Thanks for reminding me that I can keep my number of elements variable.
I remember learning that in class but had forgotten since. Much appreciated.

What is the disadvantage of declaring my array with a higher index that I plan to utilize?

void serialEvent()
{
  while (Serial.available()) {
    for (i = 0; i < 14; i++) {
      incomingByte = Serial.read();
      convertedIncoming = incomingByte - 48;
      bar[i] = convertedIncoming;
    }
  }
  stringComplete = true;
}

There's your problem. You are trying to convert the string as soon as you have the first byte, rather than waiting until you have all the bytes.

See: https://www.arduino.cc/en/Serial/available

mgiara:
What is the disadvantage of declaring my array with a higher index that I plan to utilize?

It doesn't particularly matter, except for wasting RAM.

Yes, I declared the bar array with 21 elements

actually, no you didn't

int bar[20];

This gives you an array with 20 elements numbered from 0 to 19

 for (i = 0; i < 21; i++) {
      bar[i] = 0;

This puts a zero in bar[20] which is somewhere in memory that the program is not expecting, possibly overwriting something else.

And that is why you use constants (not magic numbers). It is tedious to go around checking for loops like that whether there really are 21 elements in that array.
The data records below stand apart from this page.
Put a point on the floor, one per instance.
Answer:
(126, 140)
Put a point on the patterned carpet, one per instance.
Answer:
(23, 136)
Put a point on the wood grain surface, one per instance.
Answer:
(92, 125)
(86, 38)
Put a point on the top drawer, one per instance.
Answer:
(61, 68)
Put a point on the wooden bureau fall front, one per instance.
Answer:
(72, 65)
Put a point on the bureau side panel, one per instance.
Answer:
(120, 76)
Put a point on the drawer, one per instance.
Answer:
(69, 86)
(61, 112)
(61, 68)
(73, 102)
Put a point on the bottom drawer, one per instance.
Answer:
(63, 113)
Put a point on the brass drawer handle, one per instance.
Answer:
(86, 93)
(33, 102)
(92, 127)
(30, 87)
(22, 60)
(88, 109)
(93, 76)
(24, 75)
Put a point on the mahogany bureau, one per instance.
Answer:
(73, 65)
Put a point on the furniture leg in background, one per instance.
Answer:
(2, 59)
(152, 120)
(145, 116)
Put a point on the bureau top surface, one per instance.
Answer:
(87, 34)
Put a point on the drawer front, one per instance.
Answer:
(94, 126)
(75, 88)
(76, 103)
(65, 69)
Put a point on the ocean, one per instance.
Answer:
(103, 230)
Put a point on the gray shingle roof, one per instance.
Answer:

Especially when you might be primed to think that because of:

    for (i = 0; i < 14; i++) {

... the array is only 14 elements.

Instead of using the code in your serialEvent() function to receive the data use one of the examples (probably the second one) in serial input basics. They are simple reliable examples that receive all the data without blocking. There is also a parse example if you need it.